[GIS] How to optimize this ST_Distance query

postgispostgresqlst-distancest-dwithin

I am using ST_Distance in postgis to get the closest point in a table to each polygon in another table. This query is taking a long time to run (2 hours with 18,000 records in the polygon table and 7,500 records in the point table). I am calculating the distance in miles and also limiting the search to points that are within 100 miles (160934 meters) of each polygon. What else could I do to speed this up? The geometries are all in SRID 4326, and I have created spatial indexes on both tables. I'm running postgresql 9.5 with postgis 2.2.2. Here is the query:

SELECT DISTINCT ON(g1.gid) g1.*, g2.plant_name As closest_utility_name,
g2.primsource As closest_utility_type,
round(ST_Distance(g1.geom::geography,g2.geom::geography) * 0.000621371) As closest_utility_miles
INTO parcels_utility
FROM parcels As g1, powerplants_us_201603 As g2
WHERE ST_DWithin(g1.geom, g2.geom, 160934)
ORDER BY g1.gid, closest_utility_miles;

Explain provides this query plan:

"Unique  (cost=11006.38..11006.60 rows=45 width=713)"
"  ->  Sort  (cost=11006.38..11006.49 rows=45 width=713)"
"        Sort Key: g1.gid, (round((_st_distance((g1.geom)::geography, (g2.geom)::geography, '0'::double precision, true) * '0.000621371'::double precision)))"
"        ->  Nested Loop  (cost=0.15..11005.14 rows=45 width=713)"
"              ->  Seq Scan on parcels g1  (cost=0.00..1692.01 rows=18001 width=653)"
"              ->  Index Scan using powerplants_us_201603_gix on powerplants_us_201603 g2  (cost=0.15..0.51 rows=1 width=60)"
"                    Index Cond: (geom && st_expand(g1.geom, '160934'::double precision))"
"                    Filter: ((g1.geom && st_expand(geom, '160934'::double precision)) AND _st_dwithin(g1.geom, geom, '160934'::double precision))"

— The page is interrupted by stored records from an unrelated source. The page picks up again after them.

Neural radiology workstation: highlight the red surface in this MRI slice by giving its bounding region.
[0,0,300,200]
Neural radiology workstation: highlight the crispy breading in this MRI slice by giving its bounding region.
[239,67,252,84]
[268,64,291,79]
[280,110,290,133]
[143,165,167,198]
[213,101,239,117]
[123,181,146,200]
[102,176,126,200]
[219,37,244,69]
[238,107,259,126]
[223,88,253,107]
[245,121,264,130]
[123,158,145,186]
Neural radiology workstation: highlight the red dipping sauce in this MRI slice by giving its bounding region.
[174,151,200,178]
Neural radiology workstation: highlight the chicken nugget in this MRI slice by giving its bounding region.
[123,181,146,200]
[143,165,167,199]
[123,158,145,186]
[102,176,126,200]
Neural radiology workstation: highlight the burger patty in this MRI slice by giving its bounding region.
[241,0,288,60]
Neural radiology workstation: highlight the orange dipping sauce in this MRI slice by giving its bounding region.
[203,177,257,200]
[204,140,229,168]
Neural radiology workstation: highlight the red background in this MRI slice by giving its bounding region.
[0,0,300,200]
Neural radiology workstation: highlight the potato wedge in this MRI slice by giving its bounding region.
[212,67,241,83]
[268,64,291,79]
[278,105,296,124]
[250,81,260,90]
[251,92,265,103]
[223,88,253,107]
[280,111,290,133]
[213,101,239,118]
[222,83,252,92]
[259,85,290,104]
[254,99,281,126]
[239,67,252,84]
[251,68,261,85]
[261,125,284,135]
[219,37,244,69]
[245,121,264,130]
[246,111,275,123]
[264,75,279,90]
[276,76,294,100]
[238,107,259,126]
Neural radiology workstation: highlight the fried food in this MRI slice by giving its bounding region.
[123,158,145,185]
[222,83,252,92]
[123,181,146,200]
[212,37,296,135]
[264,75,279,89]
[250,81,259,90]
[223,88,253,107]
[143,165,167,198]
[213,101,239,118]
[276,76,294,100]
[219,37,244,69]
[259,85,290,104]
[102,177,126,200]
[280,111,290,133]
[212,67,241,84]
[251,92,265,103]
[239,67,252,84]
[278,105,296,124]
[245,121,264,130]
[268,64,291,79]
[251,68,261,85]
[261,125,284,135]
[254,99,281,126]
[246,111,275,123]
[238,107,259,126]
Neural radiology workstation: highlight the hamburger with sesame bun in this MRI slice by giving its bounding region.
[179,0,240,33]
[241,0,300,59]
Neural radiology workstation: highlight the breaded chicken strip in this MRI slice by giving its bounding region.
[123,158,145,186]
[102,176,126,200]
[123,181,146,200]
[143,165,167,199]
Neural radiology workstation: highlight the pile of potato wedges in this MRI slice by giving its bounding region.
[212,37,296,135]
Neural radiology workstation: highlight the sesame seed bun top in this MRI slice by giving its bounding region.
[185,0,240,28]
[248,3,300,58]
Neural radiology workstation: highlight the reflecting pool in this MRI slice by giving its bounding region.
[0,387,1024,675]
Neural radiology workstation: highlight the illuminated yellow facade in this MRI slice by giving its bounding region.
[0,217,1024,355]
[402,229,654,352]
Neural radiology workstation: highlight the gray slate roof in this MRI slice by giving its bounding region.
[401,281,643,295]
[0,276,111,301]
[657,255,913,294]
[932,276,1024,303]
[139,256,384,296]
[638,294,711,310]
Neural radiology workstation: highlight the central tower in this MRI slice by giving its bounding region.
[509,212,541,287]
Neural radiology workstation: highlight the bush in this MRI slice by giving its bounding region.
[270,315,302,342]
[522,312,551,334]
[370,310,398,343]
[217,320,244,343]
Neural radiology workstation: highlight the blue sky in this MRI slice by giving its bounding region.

Based on the comment below I've updated the ST_DWithin function to use the geography type:

SELECT DISTINCT ON(g1.gid) g1.*, g2.plant_name As closest_utility_name,
g2.primsource As closest_utility_type,
round(ST_Distance(g1.geom::geography,g2.geom::geography) * 0.000621371) As closest_utility_miles
INTO parcels_utility
FROM parcels As g1, powerplants_us_201603 As g2
WHERE ST_DWithin(g1.geom::geography, g2.geom::geography, 160934)
ORDER BY g1.gid, closest_utility_miles;

It has been running now for about an hour, the query plan is below:

"Unique  (cost=612038648.76..612038650.68 rows=200 width=455)"
"  ->  Sort  (cost=612038648.76..612038649.72 rows=383 width=455)"
"        Sort Key: g1.gid, (round((_st_distance((g1.geom)::geography, (g2.geom)::geography, '0'::double precision, true) * '0.000621371'::double precision)))"
"        ->  Nested Loop  (cost=0.00..612038632.33 rows=383 width=455)"
"              Join Filter: (((g1.geom)::geography && _st_expand((g2.geom)::geography, '160934'::double precision)) AND ((g2.geom)::geography && _st_expand((g1.geom)::geography, '160934'::double precision)) AND _st_dwithin((g1.geom)::geography, (g2.geom)::g (...)"
"              ->  Seq Scan on parcels g1  (cost=0.00..20630.55 rows=152755 width=395)"
"              ->  Materialize  (cost=0.00..430.86 rows=7524 width=60)"
"                    ->  Seq Scan on powerplants_us_201603 g2  (cost=0.00..393.24 rows=7524 width=60)"

Best Answer

You're mixing units in your original attempt, and improperly using geography in your second. I'll provide a geography solution, though if your data are local the very highest performance will be using planar (not 4326) geometry.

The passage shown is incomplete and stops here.